The apology came after Prince Philip used the landmark ruling in the Max Mosley sex case to try to protect the privacy of members of the Royal family.
In it's apology, the Evening Standard acknowledged that the allegation was not true adding that it was sorry for breaching his privacy, and for any distress the article may have caused the Royal Family.
The front page of August 9 newspaper says: "The Evening Standard apologises to the Duke of Edinburgh".
The full apology, which is published in an agreed position on page 5, says:
"HRH: The Duke of Edinburgh: Apology
"In the Evening Standard of 6 August we stated that The Duke of Edinburgh had been diagnosed as suffering from cancer of the prostate. We now accept that the story was untrue and that he is not suffering from any such condition.

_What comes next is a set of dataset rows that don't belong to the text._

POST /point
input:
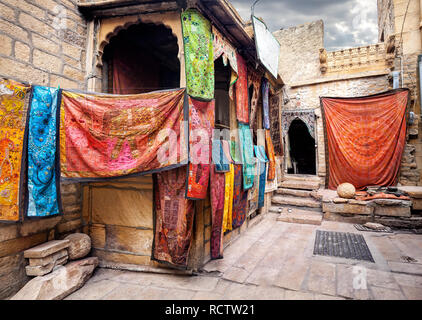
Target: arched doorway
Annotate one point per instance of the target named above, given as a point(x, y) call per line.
point(141, 58)
point(302, 149)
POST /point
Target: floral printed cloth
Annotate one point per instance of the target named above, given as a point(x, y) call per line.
point(199, 57)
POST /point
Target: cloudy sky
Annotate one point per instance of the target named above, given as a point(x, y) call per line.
point(347, 23)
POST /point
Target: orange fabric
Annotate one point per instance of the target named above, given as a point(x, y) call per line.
point(366, 138)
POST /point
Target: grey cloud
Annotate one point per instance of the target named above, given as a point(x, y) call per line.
point(288, 13)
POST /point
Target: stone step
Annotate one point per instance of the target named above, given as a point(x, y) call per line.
point(294, 192)
point(296, 201)
point(292, 215)
point(301, 185)
point(298, 177)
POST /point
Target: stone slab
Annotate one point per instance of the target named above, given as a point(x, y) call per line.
point(33, 262)
point(295, 201)
point(46, 249)
point(300, 216)
point(393, 211)
point(43, 270)
point(347, 208)
point(413, 192)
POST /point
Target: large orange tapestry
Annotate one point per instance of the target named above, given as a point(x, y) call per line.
point(366, 138)
point(14, 98)
point(103, 135)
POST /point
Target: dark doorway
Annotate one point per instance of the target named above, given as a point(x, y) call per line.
point(302, 149)
point(141, 58)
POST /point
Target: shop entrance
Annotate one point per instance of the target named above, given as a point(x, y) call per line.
point(302, 149)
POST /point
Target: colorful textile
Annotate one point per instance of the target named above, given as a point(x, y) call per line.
point(14, 99)
point(242, 103)
point(199, 60)
point(174, 216)
point(262, 171)
point(253, 193)
point(254, 80)
point(366, 138)
point(219, 158)
point(271, 156)
point(222, 48)
point(43, 175)
point(248, 160)
point(217, 208)
point(265, 103)
point(228, 200)
point(240, 198)
point(201, 124)
point(103, 136)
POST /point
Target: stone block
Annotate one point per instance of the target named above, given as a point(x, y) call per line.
point(60, 283)
point(46, 249)
point(347, 208)
point(393, 211)
point(79, 246)
point(34, 262)
point(35, 271)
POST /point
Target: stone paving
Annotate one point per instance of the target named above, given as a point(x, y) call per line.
point(274, 261)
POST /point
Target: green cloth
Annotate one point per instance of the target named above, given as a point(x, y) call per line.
point(247, 152)
point(199, 55)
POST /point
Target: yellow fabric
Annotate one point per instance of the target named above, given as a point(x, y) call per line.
point(228, 200)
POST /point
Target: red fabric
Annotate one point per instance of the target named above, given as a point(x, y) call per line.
point(242, 107)
point(366, 138)
point(201, 121)
point(217, 208)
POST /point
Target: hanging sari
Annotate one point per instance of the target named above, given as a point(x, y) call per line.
point(14, 98)
point(43, 165)
point(248, 160)
point(217, 208)
point(198, 45)
point(174, 215)
point(201, 124)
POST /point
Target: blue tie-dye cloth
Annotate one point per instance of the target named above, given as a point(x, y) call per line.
point(43, 184)
point(248, 159)
point(262, 171)
point(220, 160)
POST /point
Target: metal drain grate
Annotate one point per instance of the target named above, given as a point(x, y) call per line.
point(342, 245)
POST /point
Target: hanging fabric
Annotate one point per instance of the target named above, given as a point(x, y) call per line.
point(174, 216)
point(366, 137)
point(219, 158)
point(201, 125)
point(271, 156)
point(199, 60)
point(262, 172)
point(217, 208)
point(242, 103)
point(240, 198)
point(14, 100)
point(254, 80)
point(265, 103)
point(103, 136)
point(248, 160)
point(228, 191)
point(43, 165)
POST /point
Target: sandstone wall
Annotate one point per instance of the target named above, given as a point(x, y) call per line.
point(42, 42)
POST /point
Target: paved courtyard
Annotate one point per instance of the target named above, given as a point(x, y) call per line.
point(274, 261)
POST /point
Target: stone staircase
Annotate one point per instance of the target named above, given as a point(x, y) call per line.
point(294, 201)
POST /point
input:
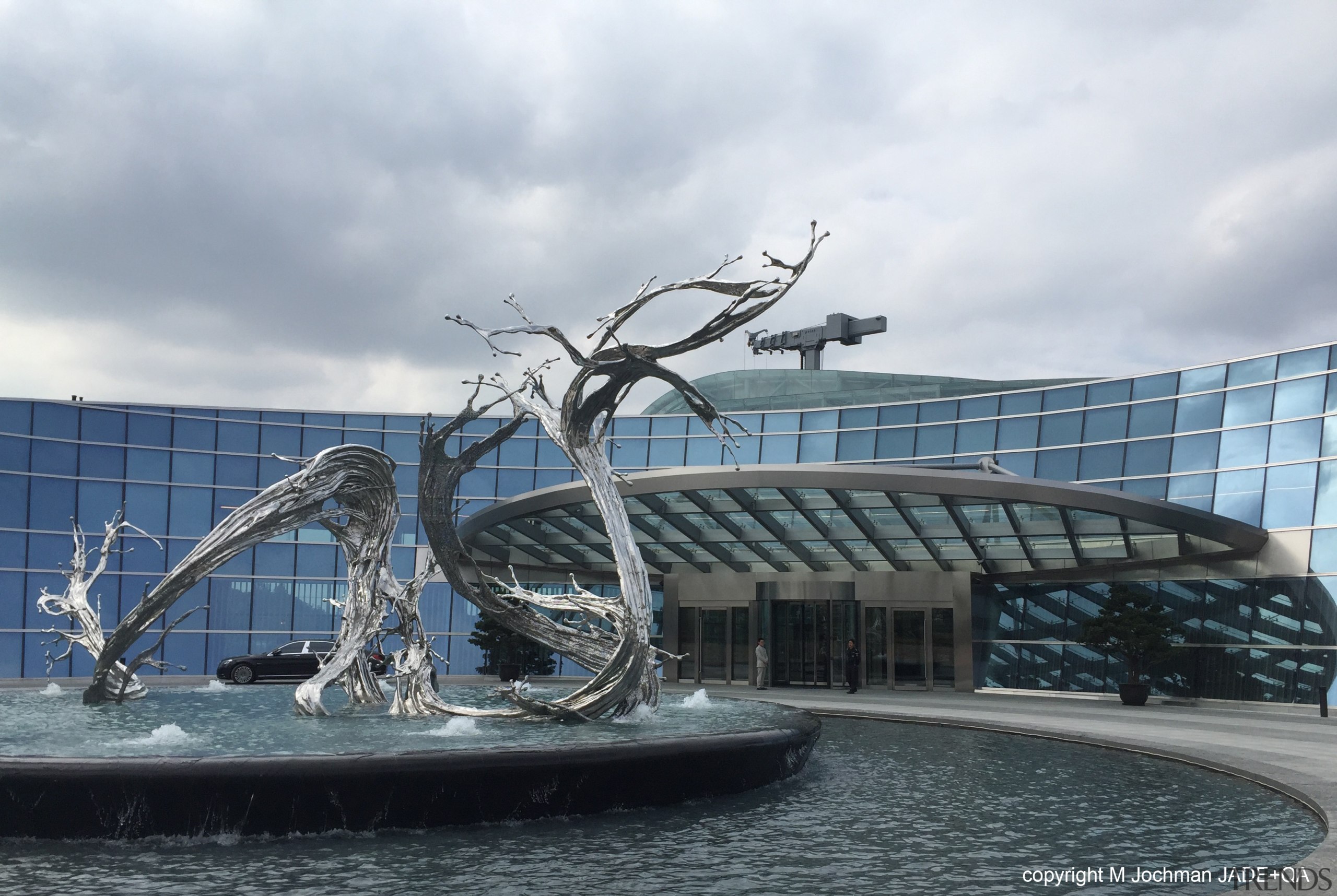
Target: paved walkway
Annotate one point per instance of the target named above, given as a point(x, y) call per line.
point(1288, 752)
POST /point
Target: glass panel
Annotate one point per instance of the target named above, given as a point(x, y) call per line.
point(1326, 509)
point(1297, 440)
point(1248, 406)
point(875, 645)
point(817, 447)
point(937, 411)
point(775, 450)
point(1109, 392)
point(714, 644)
point(896, 415)
point(908, 647)
point(1194, 452)
point(1073, 396)
point(856, 446)
point(741, 645)
point(1300, 363)
point(1154, 387)
point(1106, 425)
point(1323, 554)
point(669, 427)
point(895, 443)
point(1147, 458)
point(1102, 462)
point(1061, 465)
point(1199, 412)
point(1291, 497)
point(1300, 397)
point(1253, 371)
point(1244, 447)
point(688, 644)
point(858, 418)
point(944, 651)
point(1019, 403)
point(935, 440)
point(975, 437)
point(1240, 495)
point(820, 420)
point(1202, 379)
point(982, 407)
point(1061, 430)
point(1019, 432)
point(1152, 419)
point(1192, 491)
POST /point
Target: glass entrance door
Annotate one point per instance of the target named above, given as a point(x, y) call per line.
point(908, 649)
point(808, 641)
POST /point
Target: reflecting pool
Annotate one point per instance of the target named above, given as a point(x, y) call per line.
point(882, 808)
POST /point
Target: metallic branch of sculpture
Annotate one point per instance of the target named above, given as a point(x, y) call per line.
point(359, 485)
point(579, 426)
point(86, 620)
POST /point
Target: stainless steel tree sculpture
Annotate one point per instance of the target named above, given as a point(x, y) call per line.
point(86, 620)
point(347, 482)
point(579, 427)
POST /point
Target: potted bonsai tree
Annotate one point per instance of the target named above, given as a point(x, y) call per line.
point(1138, 629)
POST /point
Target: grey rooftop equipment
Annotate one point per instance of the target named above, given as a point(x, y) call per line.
point(811, 341)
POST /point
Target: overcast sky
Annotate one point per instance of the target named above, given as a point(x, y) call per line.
point(276, 205)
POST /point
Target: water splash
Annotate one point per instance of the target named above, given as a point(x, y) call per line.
point(169, 735)
point(641, 713)
point(459, 727)
point(697, 700)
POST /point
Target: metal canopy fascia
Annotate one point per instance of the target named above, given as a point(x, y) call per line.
point(667, 492)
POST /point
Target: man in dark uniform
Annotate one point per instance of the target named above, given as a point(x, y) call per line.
point(852, 665)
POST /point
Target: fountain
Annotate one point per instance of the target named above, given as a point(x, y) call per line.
point(70, 785)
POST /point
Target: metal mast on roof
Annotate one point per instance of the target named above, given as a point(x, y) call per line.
point(812, 340)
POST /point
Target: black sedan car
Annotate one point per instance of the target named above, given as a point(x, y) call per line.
point(295, 661)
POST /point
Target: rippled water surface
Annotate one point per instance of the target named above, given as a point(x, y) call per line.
point(882, 808)
point(229, 720)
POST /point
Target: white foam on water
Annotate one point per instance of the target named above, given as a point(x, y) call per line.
point(169, 735)
point(639, 714)
point(697, 700)
point(458, 727)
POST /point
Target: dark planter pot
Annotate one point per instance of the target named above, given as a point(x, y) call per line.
point(1134, 694)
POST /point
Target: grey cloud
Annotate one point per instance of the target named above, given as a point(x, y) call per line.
point(1023, 189)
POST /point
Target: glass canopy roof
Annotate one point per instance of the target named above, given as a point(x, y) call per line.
point(916, 521)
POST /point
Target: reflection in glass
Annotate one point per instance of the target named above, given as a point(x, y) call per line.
point(1199, 412)
point(1152, 419)
point(1297, 440)
point(1202, 379)
point(1194, 452)
point(1289, 498)
point(1300, 397)
point(1252, 371)
point(1244, 447)
point(1240, 495)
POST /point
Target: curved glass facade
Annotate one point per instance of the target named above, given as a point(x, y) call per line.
point(1253, 439)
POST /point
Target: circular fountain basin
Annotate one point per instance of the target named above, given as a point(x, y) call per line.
point(236, 760)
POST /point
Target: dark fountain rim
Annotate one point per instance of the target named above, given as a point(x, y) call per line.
point(142, 796)
point(800, 723)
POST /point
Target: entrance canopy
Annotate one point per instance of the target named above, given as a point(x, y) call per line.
point(839, 518)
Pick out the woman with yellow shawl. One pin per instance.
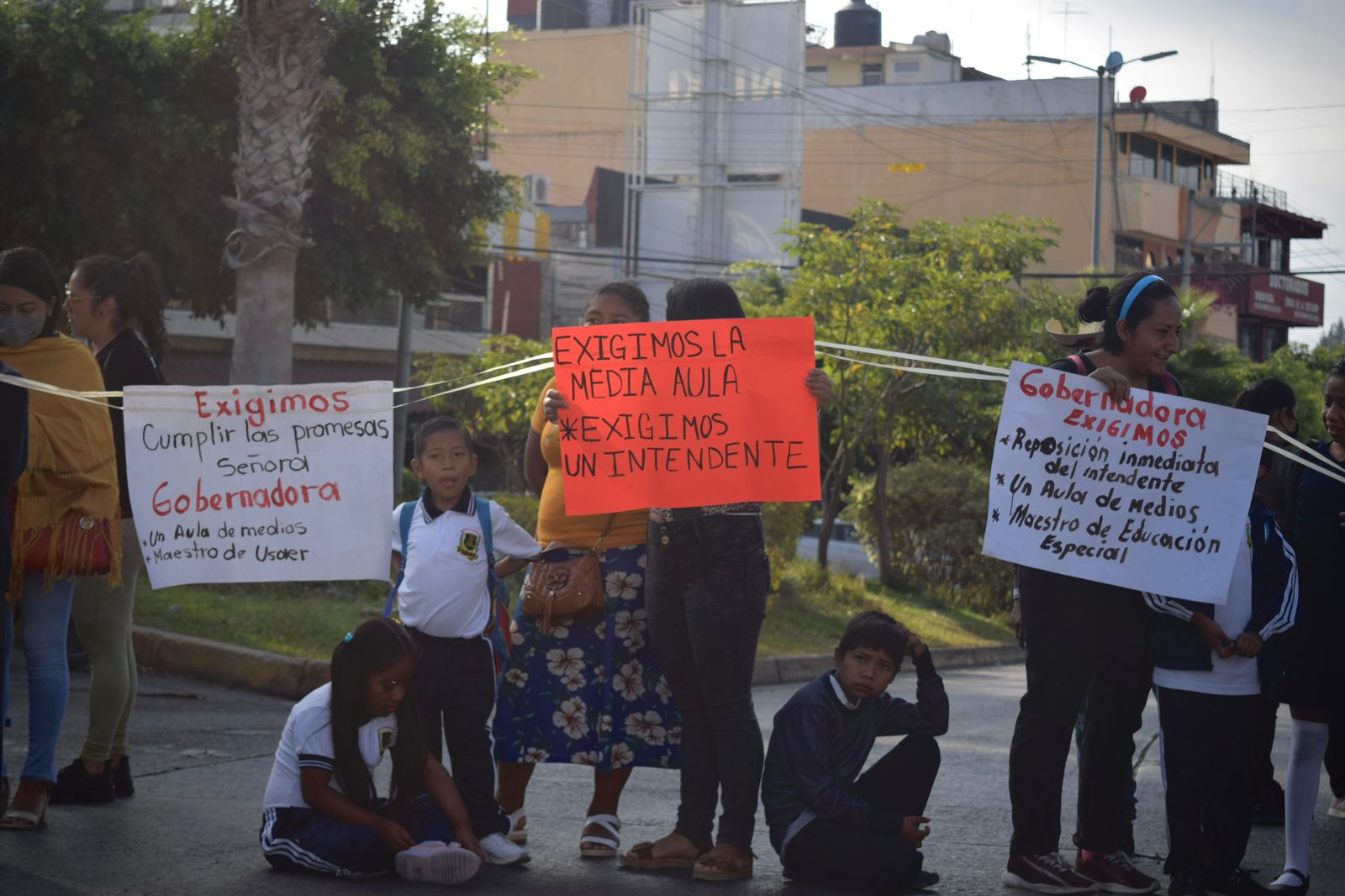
(66, 502)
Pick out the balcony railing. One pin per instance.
(1234, 187)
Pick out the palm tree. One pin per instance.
(282, 87)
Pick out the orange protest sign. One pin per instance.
(689, 414)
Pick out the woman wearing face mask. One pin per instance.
(65, 505)
(118, 306)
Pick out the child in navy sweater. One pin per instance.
(1212, 663)
(831, 824)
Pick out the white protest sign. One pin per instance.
(1149, 494)
(261, 483)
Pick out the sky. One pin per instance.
(1277, 71)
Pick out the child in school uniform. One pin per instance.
(831, 824)
(444, 600)
(322, 808)
(1212, 663)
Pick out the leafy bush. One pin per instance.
(936, 513)
(784, 524)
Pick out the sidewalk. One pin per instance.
(202, 755)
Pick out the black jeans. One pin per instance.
(705, 593)
(852, 857)
(1084, 640)
(1208, 759)
(1263, 767)
(456, 683)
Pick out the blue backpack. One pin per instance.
(498, 627)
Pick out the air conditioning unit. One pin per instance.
(537, 188)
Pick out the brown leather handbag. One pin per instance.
(567, 588)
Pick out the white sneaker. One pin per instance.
(437, 862)
(499, 851)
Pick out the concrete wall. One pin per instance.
(571, 119)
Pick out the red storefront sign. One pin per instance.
(1282, 296)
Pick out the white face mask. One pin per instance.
(17, 333)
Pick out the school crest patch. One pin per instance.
(470, 544)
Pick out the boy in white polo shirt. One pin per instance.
(444, 603)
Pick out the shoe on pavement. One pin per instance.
(1187, 883)
(501, 851)
(1297, 888)
(1239, 883)
(1116, 873)
(437, 862)
(925, 880)
(1046, 873)
(76, 784)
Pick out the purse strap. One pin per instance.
(605, 529)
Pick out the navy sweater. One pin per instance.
(820, 747)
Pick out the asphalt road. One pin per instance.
(202, 754)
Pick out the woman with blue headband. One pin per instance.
(1089, 646)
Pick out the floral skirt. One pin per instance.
(591, 692)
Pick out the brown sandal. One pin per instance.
(720, 868)
(642, 856)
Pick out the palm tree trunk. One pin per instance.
(282, 87)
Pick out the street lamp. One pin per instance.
(1110, 67)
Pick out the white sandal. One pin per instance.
(517, 833)
(602, 846)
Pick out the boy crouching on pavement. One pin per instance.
(831, 824)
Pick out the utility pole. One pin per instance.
(1114, 62)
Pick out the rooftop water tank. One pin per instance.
(936, 40)
(858, 24)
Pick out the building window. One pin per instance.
(1130, 253)
(1143, 156)
(1188, 170)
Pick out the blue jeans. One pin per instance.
(46, 616)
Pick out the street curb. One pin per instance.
(293, 677)
(228, 665)
(787, 670)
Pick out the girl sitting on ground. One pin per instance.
(322, 809)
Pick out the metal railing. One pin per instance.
(1235, 187)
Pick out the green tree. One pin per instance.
(116, 139)
(938, 289)
(498, 414)
(1335, 336)
(119, 139)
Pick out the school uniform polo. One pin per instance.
(307, 743)
(443, 591)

"We unreservedly apologise both to him and to his family for making this distressing allegation and for breaching his privacy."
It was only after Buckingham Palace lodged a formal complaint that the Press Complaints Commission negotiated the apology, reports The Daily Telegraph.
Prince Philip is the first member of the Royal Family to have a complaint upheld over a breach of privacy, and the Queen and other members of the Royal family such as Prince William and Prince Harry have taken a close interest in the outcome of the complaint.
"We welcome this decision. We made two complaints: about accuracy because it was not true and about a breach of privacy. We are glad both were upheld so swiftly. This is a very significant ruling," a Buckingham Palace spokeswoman said.